Jim Harger "dapedaler"
Nova Bike Lights
[email protected]


----------



## Pulse- (Jun 12, 2007)

how about using isolating tape to seal magicshine battery?


----------



## gmcttr (Oct 7, 2006)

Pulse- said:


> how about using isolating tape to seal magicshine battery?


Just make sure you don't add so much bulk that it will no longer fit in the cloth case.


----------



## tech44 (Dec 28, 2005)

*More Info*



tscheezy said:


> Some battery packs aren't really waterproofed very effectively, so a good plastic dip is in order. This is after 3 coats in Plasti Dip. Seems like decent stuff.


Are there different types of dip or just one? I think I might try this.


----------



## gmcttr (Oct 7, 2006)

http://www.plastidip.com/

I used the liquid tape on both ends of the battery. It is very thin and took several coats. I have the regular plastidip but have not tried it yet.


----------



## tscheezy (Dec 19, 2003)

gmcttr said:


> http://www.plastidip.com/


That's the stuff I used. I got it at Lowe's in the paint section. It was in the rack with the spray paints. You slowly lower the battery pack down into the can of liquid, then slowly (over the course of about 15-20 seconds) lift the battery back out. Hang it up for about 45 minutes, and then repeat.


----------



## sid vicious (Oct 26, 2009)

with some, you can cold dip or warm dip to adjust for thickness. I cold (<40f) dipped mine to get it the first time. Setting it on a heater vent or in the sunlight would help warm, and thin, the dip. Here in the NE, I left the can outside in the garage for a few hours.


----------



## Chris RX-7 (Sep 22, 2009)

I did 3 coats of plastidip in 70 degrees weather. It was a very tight fit getting the battery back into the pouch but it is now weather proofed.


----------



## gticlay (Dec 13, 2007)

I just finished my 2nd coat. It's about 55*. Too thick - wish I had bought some of the solvent on the can and thinned it out a little bit. way thick on the top. Anyway, it will probably work, but not as well as if it had been 75* out or thinned.


----------



## bradjackson (Jul 9, 2009)

This is such a great idea.
Thanks for sharing it

I have just ordered some Plasti Dip to do this to my Magicshines


----------



## bpnic (Aug 14, 2005)

If you're careful, you can stretch out yor MS battery case just enought to fit a slightly "overdipped" battery. 
Stretch it in each direction gently, (like you would a shirt or baseball cap that just came out of the dryer) and you should be good to go. :thumbsup: 

Great news on the taillight Geoman, keep us posted!!


----------



## lidarman (Jan 12, 2004)

Awesome Tscheezy.

Now tell the people worried about the venting of the battery that this is not a problem.


----------



## schlim (Aug 20, 2006)

I need to waterproof a few batteries and came across this thread.

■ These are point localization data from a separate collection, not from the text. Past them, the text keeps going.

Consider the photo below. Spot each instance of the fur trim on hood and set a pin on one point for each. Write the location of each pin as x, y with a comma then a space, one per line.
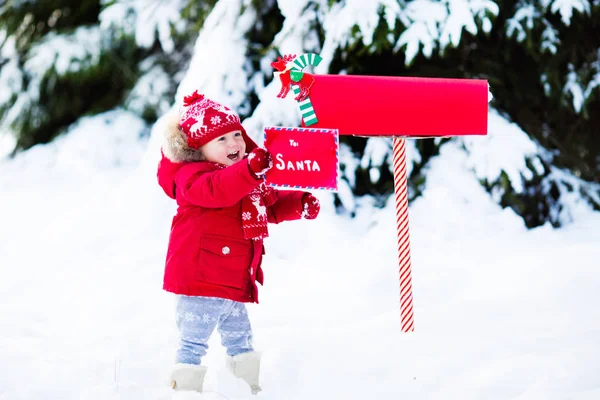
175, 146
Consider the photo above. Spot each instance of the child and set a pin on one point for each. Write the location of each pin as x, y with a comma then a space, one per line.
216, 244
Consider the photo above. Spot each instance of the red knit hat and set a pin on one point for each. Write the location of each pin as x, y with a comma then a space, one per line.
203, 119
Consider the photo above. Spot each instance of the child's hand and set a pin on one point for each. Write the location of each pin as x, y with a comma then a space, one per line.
310, 206
259, 161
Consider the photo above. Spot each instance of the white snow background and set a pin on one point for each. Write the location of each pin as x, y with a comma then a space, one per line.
501, 312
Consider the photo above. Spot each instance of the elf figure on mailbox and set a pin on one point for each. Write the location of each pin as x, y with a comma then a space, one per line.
215, 172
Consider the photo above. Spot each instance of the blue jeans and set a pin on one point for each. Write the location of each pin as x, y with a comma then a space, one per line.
197, 318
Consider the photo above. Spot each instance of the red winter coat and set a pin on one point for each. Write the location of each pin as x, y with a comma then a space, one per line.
207, 253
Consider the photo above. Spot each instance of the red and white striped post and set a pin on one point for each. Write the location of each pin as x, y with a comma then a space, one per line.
403, 232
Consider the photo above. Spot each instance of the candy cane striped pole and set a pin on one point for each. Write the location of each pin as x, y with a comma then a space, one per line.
401, 192
306, 108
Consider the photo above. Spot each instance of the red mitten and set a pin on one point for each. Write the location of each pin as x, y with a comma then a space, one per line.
259, 161
310, 206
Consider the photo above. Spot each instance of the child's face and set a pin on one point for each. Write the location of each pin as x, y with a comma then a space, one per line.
226, 149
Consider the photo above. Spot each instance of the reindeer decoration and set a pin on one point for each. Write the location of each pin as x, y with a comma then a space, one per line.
289, 77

So even though the batteries are susceptible to water, completely submerging them into liquid plastic won't hurt them? 

Do I need to seal anything up on the pack first before dunking them? Seems odd, but worth a shot so long as the results are good.


----------



## stumblemumble (Mar 31, 2006)

Will it void a Geoman warranty? If so can you peel it off?


----------



## dapedaler (Dec 26, 2009)

If you use Plastidip, no. It is very thick and won't penetrate into the pack.


----------



## Chris RX-7 (Sep 22, 2009)

schlim said:


> I need to waterproof a few batteries and came across this thread. So even though the batteries are susceptible to water, completely submerging them into liquid plastic won't hurt them?
> 
> Do I need to seal anything up on the pack first before dunking them? Seems odd, but worth a shot so long as the results are good.


Well the liquid plastic, while it is a liquid, is a very viscus liquid (think molasses) that will not penetrate the very small gap at the top and bottom of the battery pack. Waters viscosity on the other hand is almost nil, so it will slip through tiny cracks and openings to short out electronics.


----------



## tscheezy (Dec 19, 2003)

I put a little black tape around the openings before dipping anyway, just in case.


----------



## Hawseman (Jun 1, 2007)

Resurrection ------

Has there been any ill-effects to report with the Plasti-Dip of the batteries? 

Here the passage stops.